As Frankie tracks the ship's progress around the globe, he discovers that it is due to dock in his hometown. With the real HMS Accra arriving in only a fortnight, Lizzie must choose between telling Frankie the truth or finding the perfect stranger to play Frankie's father for just one day. See the movie for the rest, but for me it offered hope and said something about love that sets us free again. Lizzie needs to re-learn and in the end you are left to make your choice on these things. But I think its humour, its touch and story speak of hope in the realities of life and asks of us what are we afraid of to be loved and move on in hope?
Today we came nearer to the end of our sojourn with the Book of Lamentations (in case you wonder it is not that I am morose, but we worship in Roslyn 1 and 3rd Sundays of the month, so it takes a bit longer!) We thought about it's teaching resistance as a means of being able to 'lament' and share the stories of our pains etc in a safe place/space together in God's presence, further one that is a resistance borne out of our very weakness in which God's strength is shown and known. Indeed, resistance through lament weakness begins to untangle the mess and knots of greif, woundedness, despair and violent rage that so pervades society. So often resistance is NOt that of the child graspng for the stronger hand of the parent, et tha is what I sense is here and gives us hope to be agents too of different practices in mission. Practices that allow us to be less individulaistic as a church and more of a community sharing faith and life in Christ.
The movement from hostility to hospitality is hard and full of difficulties...So today we had some new families present, one with Paul who cannot speak and was in a wheel chair.
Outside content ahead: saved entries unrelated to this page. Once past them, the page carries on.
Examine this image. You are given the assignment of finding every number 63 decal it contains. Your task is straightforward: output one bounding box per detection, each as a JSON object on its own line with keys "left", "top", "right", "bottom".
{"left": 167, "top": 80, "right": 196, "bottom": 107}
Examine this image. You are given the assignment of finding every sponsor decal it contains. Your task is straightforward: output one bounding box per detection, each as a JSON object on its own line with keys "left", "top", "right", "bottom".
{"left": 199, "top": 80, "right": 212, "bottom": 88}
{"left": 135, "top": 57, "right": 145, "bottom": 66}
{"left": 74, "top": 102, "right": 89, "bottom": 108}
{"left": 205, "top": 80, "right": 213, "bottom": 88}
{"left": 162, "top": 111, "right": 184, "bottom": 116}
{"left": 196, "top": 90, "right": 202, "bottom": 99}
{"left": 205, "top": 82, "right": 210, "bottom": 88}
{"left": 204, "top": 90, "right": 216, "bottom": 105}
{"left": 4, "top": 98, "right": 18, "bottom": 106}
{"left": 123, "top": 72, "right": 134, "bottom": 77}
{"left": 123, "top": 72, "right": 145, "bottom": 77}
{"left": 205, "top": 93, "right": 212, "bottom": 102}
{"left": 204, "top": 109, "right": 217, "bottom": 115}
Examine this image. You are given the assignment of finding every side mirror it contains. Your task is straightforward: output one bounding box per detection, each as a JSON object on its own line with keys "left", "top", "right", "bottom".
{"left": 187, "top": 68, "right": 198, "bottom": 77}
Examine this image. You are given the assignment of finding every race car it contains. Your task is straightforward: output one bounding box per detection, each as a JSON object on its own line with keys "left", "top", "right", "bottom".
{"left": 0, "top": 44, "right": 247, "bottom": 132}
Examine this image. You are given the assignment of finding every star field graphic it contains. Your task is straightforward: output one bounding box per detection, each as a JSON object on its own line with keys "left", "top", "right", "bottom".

What touched me was to see and hear how people from the congregation responded and welcomed and laughed with this family. It was not forced or awkward. I pray we continue to grow into being a congregation that with Christ in our midst, and in our weaknesses practices resistance and has the identity as a people who care with the fervour of God and reveals that care in hospitality in and through the precious gift of friendship. LAment encourages us to be such in these 'exile days', and we too must ask and face the honest question 'What are we afraid of in the face of love?'
But still - that is our vocation: to convert the hostis into a hospes, the
enemy into a guest and to create the free and fearless space where brotherhood
and sisterhood can be formed and fully experienced. (Henri Nouwen in Reaching Out , p64)
Go see Dear Frankie if you can, not with blockbuster expectations, but quiet enjoyment of life touched by a stranger.